Mas, na verdade, essa atitude parecia boba mesmo em 1984, quando o Metallica lançou Ride the Lightning e praticamente deixou sua ingenuidade juvenil para trás para sempre. Sim, o fascínio de Hammett e do falecido baixista Cliff Burton por histórias em quadrinhos e fantasia no estilo Dungeons and Dragons aumenta em "The Call of Ktulu", mas em Ride the Lightning a banda não aparece mais como uma gangue de rua, mas como um grupo de jovens assustados usando seu som infernal como escudo contra as realidades perturbadoras da vida.
Ride the Lightning trata da pena de morte, morte, suicídio e aniquilação nuclear - basicamente, o conjunto de preocupações que se tornaria o léxico padrão do metal. Musicalmente, o álbum representa o momento em que o thrash se cruzou com o prog, aumentando assim o nível de tecnicidade, estrutura, traços e ambição. Sua combinação de perspectiva ampliada e musicalidade elevada indiscutivelmente o marca como o ponto onde o metal como um todo se graduou da expressão adolescente pateta para uma forma de arte que poderia falar para adultos pensantes e nutrir ouvintes muito depois de eles terem saído de sua faixa etária demográfica primária. Resumindo, Ride the Lightning é o momento em que o metal desenvolve uma visão de mundo. Depois de Ride the Lightning, thrash se transformou em uma corrida armamentista de proficiência técnica cada vez maior.
Mais uma vez, porém, um álbum de tal estatura icônica que se tornou multiplatina justificaria uma reembalagem de luxo? Esta nova edição expandida supera o Kill 'Em Allreedite com mais shows ao vivo (incluindo uma aparição em Castle Donington em 1985), todo o álbum de demos e mixagens brutas e ainda mais entrevistas de áudio, desta vez com Burton e Hammett. Mais uma vez, porém, a qualidade das gravações ao vivo é, na melhor das hipóteses, irregular. O trem da banda naufragou desde a nota um, por exemplo, em uma versão de março de 85 de "Fight Fire with Fire". Há uma linha tênue entre o charme das verrugas e tudo e o fiasco embaraçoso que deveria permanecer no cofre, e esta coleção com frequência se inclina mais para o último. Mesmo nos casos em que os formidáveis golpes ao vivo do Metallica aparecem, a qualidade do som deixa muito a desejar. Você tem que pensar que se gravações de melhor qualidade existissem nesse período de tempo, a banda teria colocado as mãos nelas e lançado em seu lugar.

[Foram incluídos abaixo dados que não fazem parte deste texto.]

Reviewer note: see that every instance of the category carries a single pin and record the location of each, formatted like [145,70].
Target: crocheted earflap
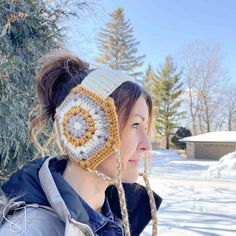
[88,127]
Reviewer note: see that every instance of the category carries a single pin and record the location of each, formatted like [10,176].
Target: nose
[145,144]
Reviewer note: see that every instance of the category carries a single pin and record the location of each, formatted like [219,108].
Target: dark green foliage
[181,132]
[28,30]
[118,46]
[166,92]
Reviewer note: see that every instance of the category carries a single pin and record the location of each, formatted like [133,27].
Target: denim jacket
[48,205]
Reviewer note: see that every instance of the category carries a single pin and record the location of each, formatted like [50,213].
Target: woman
[103,122]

Não há como negar o impacto incalculável de qualquer um desses álbuns, e certamente não faz mal ter uma desculpa para retirá-los da prateleira novamente. E, claro, os tipos obsessivos de colecionadores / completistas encontrarão muito em que cravar os dentes aqui. Mas para praticamente qualquer outra pessoa, exceto as demos e as misturas brutas, esses conjuntos oferecem quantidade em vez de qualidade. Sem mencionar que é irritante e confuso navegar pela diferença de conteúdo entre os conjuntos de vinil, cd e ultra deluxe . Mesmo os fãs bastante dedicados que gostariam de acompanhar o desenvolvimento do Metallica como um ato ao vivo durante esses dois estágios principais provavelmente ficarão desapontados aqui e são aconselhados a evitar e tentar o YouTube em seu lugar.